The RBA will meet on Tuesday, and the market is currently expecting a 1/4% rate hike to 4.25%, which would be the fifth rate hike since October 2009. The RBA last hiked to 4.00% at its March meeting, and the intervening data has mostly been constructive for further tightening, but with some key exceptions. February employment saw a negligible 0.4K jobs added (full time +11.4K/part time -11.0K), while February building permits fell -3.3% (exp. +2.1%) and February retail sales slipped -1.4% (exp. +0.3%). These are the just the kinds of indications that prior RBA hikes are beginning to affect consumption that could give the RBA reason to pause. Indeed, the last RBA minutes suggested that additional rate hikes may be “gradual,” suggesting the rapid pace of tightening at the end of last year may be spaced out more in coming months. But in recent comments, RBA governor Stevens was interpreted as hinting that another rate hike in April was justified. Those comments caused market expectations to shift from a steady decision just a few weeks ago to a small majority of economists in favor of a hike (13 out of 23 in the latest survey). We tend to think the RBA may pause in light of the data. If so, AUD may come under some pressure on disappointment, but we would look at AUD/USD weakness back to 90.00/90.50 as a medium-term buying opportunity. 92.50/60 remains key trend line resistance from recent highs.

Key Data and Events to Watch This Week

The calendar in the US is not terribly busy in the week ahead. ISM non-manufacturing and pending home sales kick off the action on Monday, and these will be followed by the minutes of the latest FOMC meeting on Tuesday.
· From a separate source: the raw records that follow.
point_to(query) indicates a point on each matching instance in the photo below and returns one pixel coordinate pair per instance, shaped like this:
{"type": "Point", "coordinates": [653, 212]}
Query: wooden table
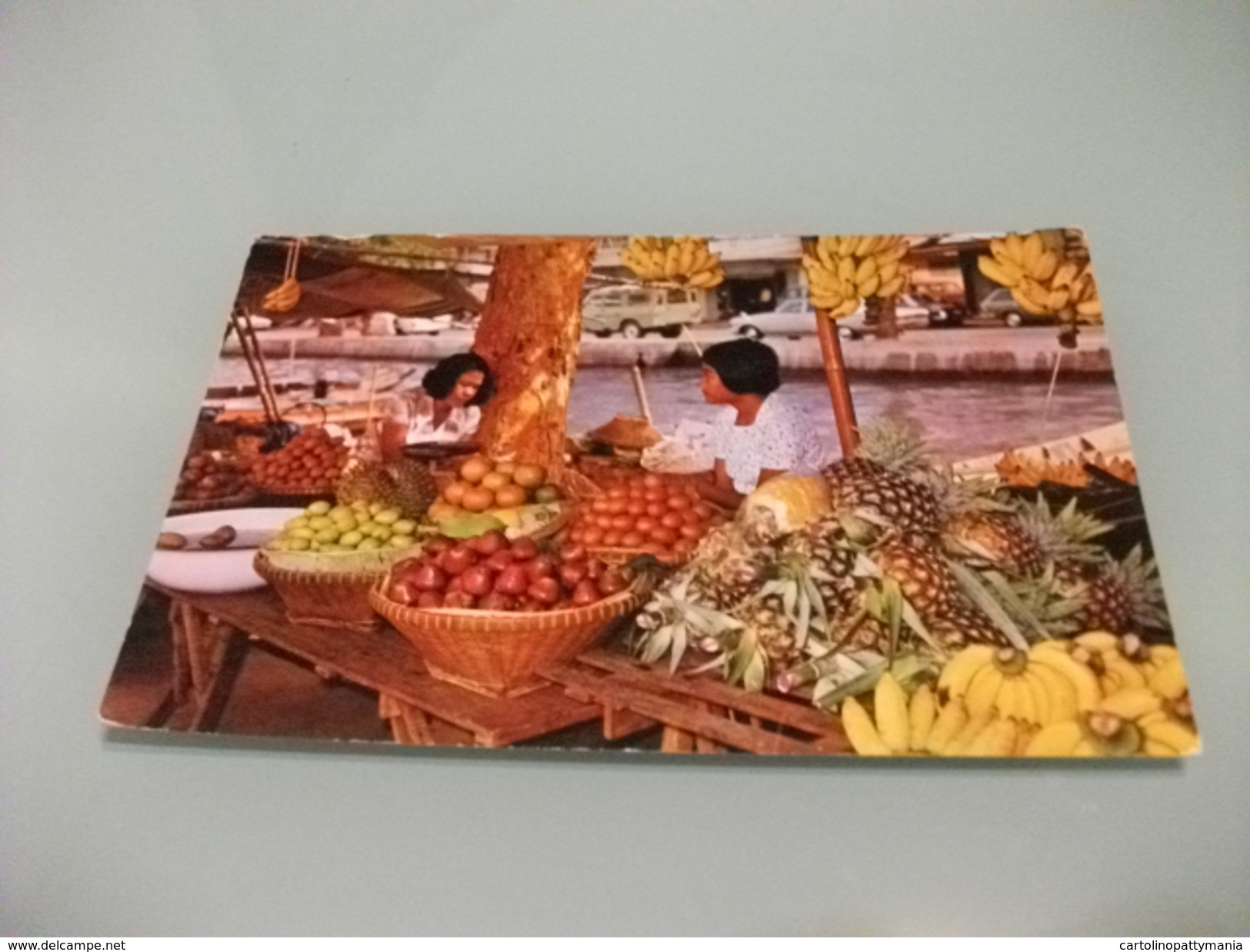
{"type": "Point", "coordinates": [698, 714]}
{"type": "Point", "coordinates": [213, 632]}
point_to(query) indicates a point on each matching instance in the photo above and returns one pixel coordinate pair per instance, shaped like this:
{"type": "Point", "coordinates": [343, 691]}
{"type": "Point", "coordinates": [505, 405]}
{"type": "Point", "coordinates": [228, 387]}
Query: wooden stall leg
{"type": "Point", "coordinates": [224, 671]}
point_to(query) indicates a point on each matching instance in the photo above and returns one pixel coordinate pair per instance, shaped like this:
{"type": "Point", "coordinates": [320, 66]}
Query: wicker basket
{"type": "Point", "coordinates": [336, 600]}
{"type": "Point", "coordinates": [499, 654]}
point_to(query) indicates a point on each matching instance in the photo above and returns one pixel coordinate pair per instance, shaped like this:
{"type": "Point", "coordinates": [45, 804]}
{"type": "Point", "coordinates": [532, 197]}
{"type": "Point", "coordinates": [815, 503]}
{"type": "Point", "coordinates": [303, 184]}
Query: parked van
{"type": "Point", "coordinates": [633, 311]}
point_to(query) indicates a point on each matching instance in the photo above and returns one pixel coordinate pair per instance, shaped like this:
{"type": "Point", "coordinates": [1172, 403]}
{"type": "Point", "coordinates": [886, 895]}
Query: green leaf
{"type": "Point", "coordinates": [986, 602]}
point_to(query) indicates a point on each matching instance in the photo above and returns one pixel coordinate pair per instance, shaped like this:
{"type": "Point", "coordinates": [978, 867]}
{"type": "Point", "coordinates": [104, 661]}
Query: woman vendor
{"type": "Point", "coordinates": [759, 434]}
{"type": "Point", "coordinates": [444, 409]}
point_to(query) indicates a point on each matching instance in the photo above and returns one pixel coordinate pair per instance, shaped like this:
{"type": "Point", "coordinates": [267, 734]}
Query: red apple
{"type": "Point", "coordinates": [500, 560]}
{"type": "Point", "coordinates": [403, 592]}
{"type": "Point", "coordinates": [489, 542]}
{"type": "Point", "coordinates": [573, 552]}
{"type": "Point", "coordinates": [586, 594]}
{"type": "Point", "coordinates": [544, 591]}
{"type": "Point", "coordinates": [476, 581]}
{"type": "Point", "coordinates": [542, 566]}
{"type": "Point", "coordinates": [456, 561]}
{"type": "Point", "coordinates": [612, 581]}
{"type": "Point", "coordinates": [430, 600]}
{"type": "Point", "coordinates": [572, 574]}
{"type": "Point", "coordinates": [513, 580]}
{"type": "Point", "coordinates": [430, 579]}
{"type": "Point", "coordinates": [525, 549]}
{"type": "Point", "coordinates": [459, 600]}
{"type": "Point", "coordinates": [498, 601]}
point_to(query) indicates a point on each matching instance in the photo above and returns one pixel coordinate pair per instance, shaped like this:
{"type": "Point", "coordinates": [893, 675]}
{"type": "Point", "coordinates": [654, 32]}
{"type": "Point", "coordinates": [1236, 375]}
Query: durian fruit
{"type": "Point", "coordinates": [405, 485]}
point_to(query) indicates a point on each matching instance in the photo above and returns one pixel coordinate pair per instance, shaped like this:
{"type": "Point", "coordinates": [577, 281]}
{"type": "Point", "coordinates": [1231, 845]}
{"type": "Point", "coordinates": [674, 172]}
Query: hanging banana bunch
{"type": "Point", "coordinates": [845, 269]}
{"type": "Point", "coordinates": [683, 260]}
{"type": "Point", "coordinates": [1043, 280]}
{"type": "Point", "coordinates": [286, 295]}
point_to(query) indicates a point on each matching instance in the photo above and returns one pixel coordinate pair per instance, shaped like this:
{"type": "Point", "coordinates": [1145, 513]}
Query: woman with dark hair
{"type": "Point", "coordinates": [445, 409]}
{"type": "Point", "coordinates": [760, 435]}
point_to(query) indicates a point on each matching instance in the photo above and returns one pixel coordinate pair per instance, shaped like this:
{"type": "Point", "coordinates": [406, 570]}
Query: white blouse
{"type": "Point", "coordinates": [779, 439]}
{"type": "Point", "coordinates": [415, 412]}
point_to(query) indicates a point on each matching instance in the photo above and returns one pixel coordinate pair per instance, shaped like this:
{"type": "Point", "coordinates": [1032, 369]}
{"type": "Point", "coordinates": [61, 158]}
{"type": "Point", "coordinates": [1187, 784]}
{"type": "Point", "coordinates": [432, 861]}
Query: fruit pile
{"type": "Point", "coordinates": [683, 260]}
{"type": "Point", "coordinates": [645, 512]}
{"type": "Point", "coordinates": [483, 485]}
{"type": "Point", "coordinates": [1095, 696]}
{"type": "Point", "coordinates": [359, 528]}
{"type": "Point", "coordinates": [894, 555]}
{"type": "Point", "coordinates": [493, 574]}
{"type": "Point", "coordinates": [1043, 279]}
{"type": "Point", "coordinates": [208, 476]}
{"type": "Point", "coordinates": [312, 461]}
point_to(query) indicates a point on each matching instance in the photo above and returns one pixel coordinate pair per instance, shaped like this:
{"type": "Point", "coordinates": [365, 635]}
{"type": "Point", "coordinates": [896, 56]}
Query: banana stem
{"type": "Point", "coordinates": [839, 390]}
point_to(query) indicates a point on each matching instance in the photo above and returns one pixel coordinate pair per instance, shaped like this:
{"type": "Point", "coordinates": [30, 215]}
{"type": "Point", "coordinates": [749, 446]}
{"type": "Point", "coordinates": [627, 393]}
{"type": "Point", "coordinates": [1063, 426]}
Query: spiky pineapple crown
{"type": "Point", "coordinates": [1138, 578]}
{"type": "Point", "coordinates": [895, 444]}
{"type": "Point", "coordinates": [1066, 535]}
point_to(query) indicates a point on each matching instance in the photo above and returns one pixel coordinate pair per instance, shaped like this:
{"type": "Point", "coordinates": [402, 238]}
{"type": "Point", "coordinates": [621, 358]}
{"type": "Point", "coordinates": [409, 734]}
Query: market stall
{"type": "Point", "coordinates": [498, 591]}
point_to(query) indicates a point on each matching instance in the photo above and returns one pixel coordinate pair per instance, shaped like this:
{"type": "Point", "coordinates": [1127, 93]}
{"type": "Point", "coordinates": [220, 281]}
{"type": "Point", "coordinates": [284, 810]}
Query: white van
{"type": "Point", "coordinates": [632, 310]}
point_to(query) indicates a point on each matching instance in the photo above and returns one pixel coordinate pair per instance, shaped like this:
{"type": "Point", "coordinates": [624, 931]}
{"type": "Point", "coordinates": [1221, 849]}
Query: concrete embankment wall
{"type": "Point", "coordinates": [945, 356]}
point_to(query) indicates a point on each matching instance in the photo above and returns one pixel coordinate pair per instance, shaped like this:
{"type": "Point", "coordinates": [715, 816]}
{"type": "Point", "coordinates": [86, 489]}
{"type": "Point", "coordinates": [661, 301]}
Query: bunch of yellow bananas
{"type": "Point", "coordinates": [845, 269]}
{"type": "Point", "coordinates": [684, 260]}
{"type": "Point", "coordinates": [283, 298]}
{"type": "Point", "coordinates": [1042, 280]}
{"type": "Point", "coordinates": [1045, 702]}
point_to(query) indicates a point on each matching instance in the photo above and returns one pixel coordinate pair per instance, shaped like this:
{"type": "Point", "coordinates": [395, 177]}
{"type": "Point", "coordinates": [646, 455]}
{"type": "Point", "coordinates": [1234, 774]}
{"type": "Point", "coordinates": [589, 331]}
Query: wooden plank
{"type": "Point", "coordinates": [770, 709]}
{"type": "Point", "coordinates": [679, 715]}
{"type": "Point", "coordinates": [216, 691]}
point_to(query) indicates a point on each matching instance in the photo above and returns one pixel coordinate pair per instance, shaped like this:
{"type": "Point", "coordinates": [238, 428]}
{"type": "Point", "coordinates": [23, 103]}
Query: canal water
{"type": "Point", "coordinates": [959, 419]}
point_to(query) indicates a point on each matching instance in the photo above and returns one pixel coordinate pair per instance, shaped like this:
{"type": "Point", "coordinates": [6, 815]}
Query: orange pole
{"type": "Point", "coordinates": [844, 409]}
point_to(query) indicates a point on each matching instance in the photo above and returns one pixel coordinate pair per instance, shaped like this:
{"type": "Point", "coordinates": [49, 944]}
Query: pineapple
{"type": "Point", "coordinates": [922, 572]}
{"type": "Point", "coordinates": [1023, 542]}
{"type": "Point", "coordinates": [965, 625]}
{"type": "Point", "coordinates": [879, 481]}
{"type": "Point", "coordinates": [773, 631]}
{"type": "Point", "coordinates": [1124, 597]}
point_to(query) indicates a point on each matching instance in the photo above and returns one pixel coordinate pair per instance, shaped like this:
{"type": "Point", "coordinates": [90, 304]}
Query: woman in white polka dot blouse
{"type": "Point", "coordinates": [760, 434]}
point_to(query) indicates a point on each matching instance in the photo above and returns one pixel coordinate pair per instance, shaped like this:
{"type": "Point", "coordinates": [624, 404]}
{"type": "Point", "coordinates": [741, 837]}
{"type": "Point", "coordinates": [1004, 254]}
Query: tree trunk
{"type": "Point", "coordinates": [529, 335]}
{"type": "Point", "coordinates": [884, 315]}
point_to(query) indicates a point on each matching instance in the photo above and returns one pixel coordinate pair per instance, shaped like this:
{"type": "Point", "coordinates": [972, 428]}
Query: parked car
{"type": "Point", "coordinates": [633, 311]}
{"type": "Point", "coordinates": [795, 316]}
{"type": "Point", "coordinates": [999, 304]}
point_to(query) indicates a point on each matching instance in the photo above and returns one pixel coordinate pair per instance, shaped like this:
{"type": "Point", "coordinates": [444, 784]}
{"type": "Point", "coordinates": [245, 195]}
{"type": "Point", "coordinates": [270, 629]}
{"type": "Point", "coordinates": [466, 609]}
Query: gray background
{"type": "Point", "coordinates": [145, 144]}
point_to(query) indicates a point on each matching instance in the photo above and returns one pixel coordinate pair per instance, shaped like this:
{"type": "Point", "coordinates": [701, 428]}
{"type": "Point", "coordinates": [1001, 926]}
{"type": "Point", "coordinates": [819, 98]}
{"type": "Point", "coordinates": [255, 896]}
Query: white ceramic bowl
{"type": "Point", "coordinates": [222, 570]}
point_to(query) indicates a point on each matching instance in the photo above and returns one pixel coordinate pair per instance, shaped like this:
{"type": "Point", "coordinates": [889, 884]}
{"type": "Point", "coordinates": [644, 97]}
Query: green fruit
{"type": "Point", "coordinates": [388, 516]}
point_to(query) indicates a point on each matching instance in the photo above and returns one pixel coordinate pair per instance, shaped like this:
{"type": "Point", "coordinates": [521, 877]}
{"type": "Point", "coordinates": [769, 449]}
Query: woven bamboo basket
{"type": "Point", "coordinates": [499, 654]}
{"type": "Point", "coordinates": [336, 600]}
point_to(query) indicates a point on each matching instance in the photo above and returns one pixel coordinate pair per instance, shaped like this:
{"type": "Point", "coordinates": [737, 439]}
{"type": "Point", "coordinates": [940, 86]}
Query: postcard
{"type": "Point", "coordinates": [825, 495]}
Crude oil inventories and consumer credit are up on Wednesday. The usual jobless claims data, along with chain store sales are up on Thursday, and Friday rounds out the week with wholesale inventories.

It is a touch more animated in the euro zone. Investor confidence leads off the week on Tuesday, while the PMI composite survey, gross domestic product, and German factory orders are due Wednesday. Retail sales, German industrial production, and the all-important ECB rate meeting/press conference are scheduled for Thursday. The market is looking for no change in rates. Friday closes things out with French industrial production, French business sentiment, and German trade.

The UK sees a slow but important week. Consumer confidence leads the way on Tuesday, and this is followed by PMI services on Wednesday. Thursday sees industrial production and the BOE rate decision, which is the obvious highlight for the week here. The market expects no change to rates or the 200B asset purchase program. Producer prices close out the week on Friday.

Japan is characteristically uneventful. The index of leading economic indicators is up on Tuesday. Wednesday is key with the BOJ rate decision (likely another non-event) and the trade balance due up. Machine tool orders end the week on Thursday.

Canada is super light, but has some top-tier releases due nonetheless. Building permits and the Ivey purchasing managers index are up Wednesday, while the all-important employment report is scheduled for Friday.

Ditto for the calendar in Australia. The RBA rate decision is scheduled for Tuesday, and the market is narrowly expecting a 25 basis point increase to the current 4.0% target. Thursday, meanwhile, has the top-tier employment report scheduled. Should be a good week for AUD price action.